Viacom set records for fiscal 2014, with profits at $4.13 billion for the year, driven by a rise in TV affiliate fees and despite falling television ratings and smaller movie takes due to “the number and mix of films,” the company stated in Thursday’s earnings release.
Earnings per share for the year were at $5.40, also a record.
In Q4, analysts had forecast earnings of about $1.68 per share on $3.9 billion in revenue. The company topped those targets with a reported $1.71 per share on $3.99 billion in revenue.
Compared to 2013’s related three-month period, both of those metrics rose as Media Networks and Filmed Entertainment grew.

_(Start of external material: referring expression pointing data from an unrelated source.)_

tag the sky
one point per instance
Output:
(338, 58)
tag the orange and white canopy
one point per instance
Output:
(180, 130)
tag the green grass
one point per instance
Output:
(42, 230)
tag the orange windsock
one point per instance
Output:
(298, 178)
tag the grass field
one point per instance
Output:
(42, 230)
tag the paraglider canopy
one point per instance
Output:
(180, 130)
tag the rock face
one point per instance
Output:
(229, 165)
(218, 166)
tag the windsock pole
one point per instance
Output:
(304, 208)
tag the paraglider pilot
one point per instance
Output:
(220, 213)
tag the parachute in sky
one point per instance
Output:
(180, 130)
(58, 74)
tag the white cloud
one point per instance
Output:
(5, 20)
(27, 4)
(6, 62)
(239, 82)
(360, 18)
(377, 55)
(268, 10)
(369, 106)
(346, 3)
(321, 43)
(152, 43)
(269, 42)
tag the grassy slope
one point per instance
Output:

The Media Networks’ segments affiliate growth was slightly offset by advertising declines due to weakened ratings. Filmed Entertainment’s Q4 boost was thanks to late “Transformers: Age of Extinction” takes — particularly in China — and “Teenage Mutant Ninja Turtles.” That rise was offset a bit by home entertainment decline.

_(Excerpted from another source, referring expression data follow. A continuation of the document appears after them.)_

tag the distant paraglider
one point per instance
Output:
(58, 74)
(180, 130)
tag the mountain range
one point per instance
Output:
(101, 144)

The ratings issues was discussed at length in Thursday mornings Viacom conference call. Those details are below.
For the quarter ended Sept. 30, 2014, Viacom repurchased 10.4 million shares under its stock repurchase program for $850 million. At the time, the company had 414 million shares of common stock outstanding.
As of Nov. 12, 2014, the company had $6.24 billion remaining in its $20 billion stock repurchase program.
“Viacom’s record financial results in 2014 demonstrate the strength of our brands and continuing momentum for our strategy of investing in creativity, with a relentless focus on growing demographic and geographic markets and embracing new distribution platforms,” Philippe Dauman, president and CEO, said in the release.
He added: “Despite ratings challenges and uncertainty in the scatter advertising market at the close of the year, Viacom’s advertising revenues grew in fiscal 2014, as our creative and marketing teams rolled out innovative new offerings.”
Later on Thursday morning, the subsequent Viacom earnings call dedicated a decent amount of time discussing what the executives (and many others in the industry, for that matter) believe to be an antiquated Nielsen ratings system, as the company’s younger-skewing networks have viewing that isn’t traditionally measured or monetized.
The Viacom heads insisted that advertising demand for their product is strong, but the dropping ratings aren’t helping them pull in fair market value. They called the domestic dip a “temporary issue,” as they are in the process of finding new ways to track the new viewing. One exec referred to that effort as “self-help.”
The brass believes that when the industry catches up to consumer trends, they will “disproportionally benefit” from multiplatform numbers, citing strength in apps and gaming platform viewing.